The regulation, which was launched in 2013, is one among many guardrails that has been put in place since constitution faculties have been approved within the Nineties with far much less state oversight than public faculties. Constitution faculties, for instance, have been initially shielded from the state’s nepotism and conflict-of-interest legal guidelines till studies of leaders participating in self-dealing and profiteering step by step prompted lawmakers to behave.

Brian Whitley, a spokesperson for the Texas Public Constitution Colleges Affiliation, mentioned that Texas holds constitution faculties “extra accountable, extra shortly” after they don’t meet efficiency expectations, together with by way of computerized closures.

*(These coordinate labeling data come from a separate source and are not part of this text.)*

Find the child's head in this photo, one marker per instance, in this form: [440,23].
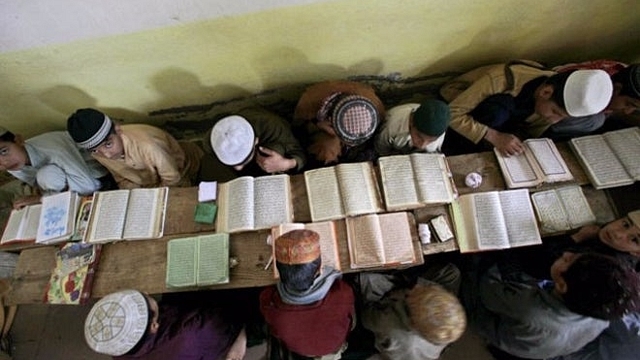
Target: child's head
[573,93]
[13,155]
[118,322]
[233,141]
[297,256]
[623,234]
[596,285]
[354,119]
[436,313]
[626,90]
[428,122]
[94,131]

Personal faculties are set to obtain an identical stage of safety from the legal guidelines that govern how conventional public faculties spend their cash: Underneath a landmark college voucher invoice the Legislature handed this spring, the state plans to direct at the least $1 billion public {dollars} to personal schooling within the coming years. Earlier this month, an investigation by ProPublica and the Tribune revealed greater than 60 cases of nepotism, self-dealing and conflicts of curiosity at Texas non-public faculties that probably would have violated state legal guidelines had the colleges been public.

These types of conflicts of curiosity and familial enterprise entanglements have been frequent amongst at the least two of the three constitution districts which have made outsize funds to their leaders.

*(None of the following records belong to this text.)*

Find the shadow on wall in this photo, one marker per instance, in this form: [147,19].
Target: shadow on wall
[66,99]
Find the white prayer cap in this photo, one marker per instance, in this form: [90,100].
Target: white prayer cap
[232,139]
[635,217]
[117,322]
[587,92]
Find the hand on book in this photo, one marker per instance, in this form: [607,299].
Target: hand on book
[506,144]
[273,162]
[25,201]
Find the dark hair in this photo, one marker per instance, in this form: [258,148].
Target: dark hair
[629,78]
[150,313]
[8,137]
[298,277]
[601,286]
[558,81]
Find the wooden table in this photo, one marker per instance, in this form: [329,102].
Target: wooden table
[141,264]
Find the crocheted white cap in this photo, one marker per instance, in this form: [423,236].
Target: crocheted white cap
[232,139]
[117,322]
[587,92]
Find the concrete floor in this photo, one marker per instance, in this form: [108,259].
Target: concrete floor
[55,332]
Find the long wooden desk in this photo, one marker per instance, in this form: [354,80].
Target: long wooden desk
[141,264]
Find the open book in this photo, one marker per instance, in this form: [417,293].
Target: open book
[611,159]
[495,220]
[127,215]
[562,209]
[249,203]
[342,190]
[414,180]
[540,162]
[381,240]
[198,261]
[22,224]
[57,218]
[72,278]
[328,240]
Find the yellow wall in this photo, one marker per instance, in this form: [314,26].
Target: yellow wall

Data present that Gateway Constitution Academy has employed workers associated to directors, together with Moore. In accordance with Gateway’s 2017 monetary audit, Moore additionally married an “educational coach” within the district that 12 months. Data present that the coach’s compensation elevated from $75,000 to $221,000 through the 2022-23 college 12 months, after she was promoted to director of curriculum improvement. She didn’t reply to requests for remark.

Texas Personal Colleges Rent Relations and Enrich Insiders. Quickly They Can Do It With Taxpayer Cash.

At Religion Household Academy, Gene Lewis, one of many founding board members who employed Purcell Mozley and opinions her efficiency, can also be her uncle, based on bond paperwork. Lewis’ spouse additionally sits on the board of a separate entity that oversees the district, based on Religion Household Academy’s tax filings.

Lewis and his spouse didn’t reply to requests for remark.

Whitley instructed the newsrooms that his group had supported a variety of laws to implement higher accountability for charters.

“We strongly imagine that each one public faculties, together with public constitution faculties, have to be clear and good stewards of taxpayer {dollars},” he mentioned in an announcement.

Assist ProPublica and The Texas Tribune Report on Training

Texas’ schooling panorama is altering. Assist our reporters perceive what’s occurring throughout the state.